Curiosamente, “Gaslight” fez barulho no mesmo ano que “Double Indemnity” chamou a atenção do grande público e da Academia. Ambos foram indicados a 7 Oscars e pertencem ao mesmo gênero, porém o impacto de cada um foi significativamente diferente. Enquanto a obra de Billy Wilder solidificou uma série de convenções, arquétipos e entonações que influenciariam inúmeros outros trabalhos do período clássico do Noir; “Gaslight” causou uma impressão forte principalmente com a comunidade médica, que passou a usar o termo “gaslighting” oficialmente na descrição de comportamentos narcisistas e sociopatas, por exemplo. Além do mais, venceu dois Oscars contra nenhuma vitória do primeiro. Sobre o que até hoje é uma das maiores esnobadas da história do Oscar, já lamentei uma vez ou duas sobre a derrota da sublime Barbara Stanwyck. Isto é, porque ainda não tinha visto o espetáculo de Ingrid Bergman.
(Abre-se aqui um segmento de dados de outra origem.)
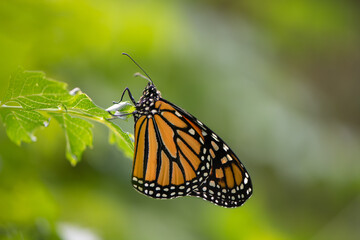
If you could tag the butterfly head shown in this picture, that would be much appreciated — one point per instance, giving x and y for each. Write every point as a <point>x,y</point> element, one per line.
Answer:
<point>147,101</point>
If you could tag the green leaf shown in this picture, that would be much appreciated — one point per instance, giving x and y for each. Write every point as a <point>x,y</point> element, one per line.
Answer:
<point>21,124</point>
<point>78,135</point>
<point>31,98</point>
<point>122,140</point>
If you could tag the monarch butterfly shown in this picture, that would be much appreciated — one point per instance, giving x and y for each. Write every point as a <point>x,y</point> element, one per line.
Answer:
<point>177,155</point>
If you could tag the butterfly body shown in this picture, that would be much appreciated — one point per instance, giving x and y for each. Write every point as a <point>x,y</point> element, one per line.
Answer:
<point>177,155</point>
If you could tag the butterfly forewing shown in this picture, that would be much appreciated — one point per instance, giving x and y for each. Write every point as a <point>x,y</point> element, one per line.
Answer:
<point>229,183</point>
<point>170,158</point>
<point>177,155</point>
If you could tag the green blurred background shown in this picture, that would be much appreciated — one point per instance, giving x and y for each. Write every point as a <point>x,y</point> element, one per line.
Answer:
<point>278,80</point>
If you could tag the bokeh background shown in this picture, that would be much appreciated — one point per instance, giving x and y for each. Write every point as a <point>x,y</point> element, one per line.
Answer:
<point>278,80</point>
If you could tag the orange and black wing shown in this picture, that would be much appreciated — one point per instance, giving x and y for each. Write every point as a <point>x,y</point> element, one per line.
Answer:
<point>229,184</point>
<point>170,159</point>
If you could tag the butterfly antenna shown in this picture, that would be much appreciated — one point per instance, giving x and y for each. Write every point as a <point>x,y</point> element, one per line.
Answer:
<point>148,77</point>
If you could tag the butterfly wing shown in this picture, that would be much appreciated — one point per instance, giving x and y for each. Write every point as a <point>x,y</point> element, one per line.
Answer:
<point>170,157</point>
<point>229,183</point>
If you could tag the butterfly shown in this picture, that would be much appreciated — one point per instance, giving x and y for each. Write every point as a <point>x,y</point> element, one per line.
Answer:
<point>177,155</point>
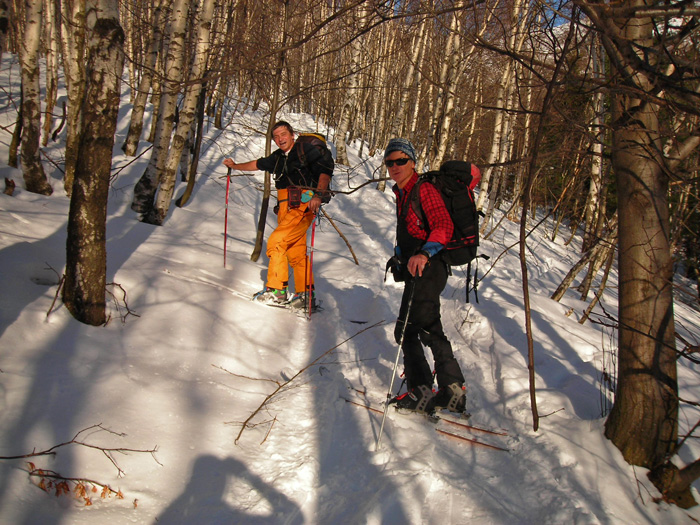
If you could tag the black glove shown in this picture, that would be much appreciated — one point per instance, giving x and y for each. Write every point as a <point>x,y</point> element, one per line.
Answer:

Em sua infância, Paula Alquist (Ingrid Bergman) testemunhou o assassinato de sua querida tia, famosa cantora de ópera que cuidou dela toda sua vida. O evento a traumatiza, levando-a a abandonar sua casa em Londres para ser pupila do mesmo professor de canto que treinou sua tia. Anos mais tarde, Paula mostra-se cada vez mais distraída de seus estudos até finalmente revelar estar apaixonada. Um romance de poucas semanas logo evolui num casamento e traz o casal de volta para a infame casa do assassinato. Então Gregory (Charles Boyer), o marido, deixa de ser o homem atencioso de antes quando chega no lugar. Ele tem algo a esconder e fará de tudo para manter o segredo, mesmo que isso signifique enlouquecer a própria esposa.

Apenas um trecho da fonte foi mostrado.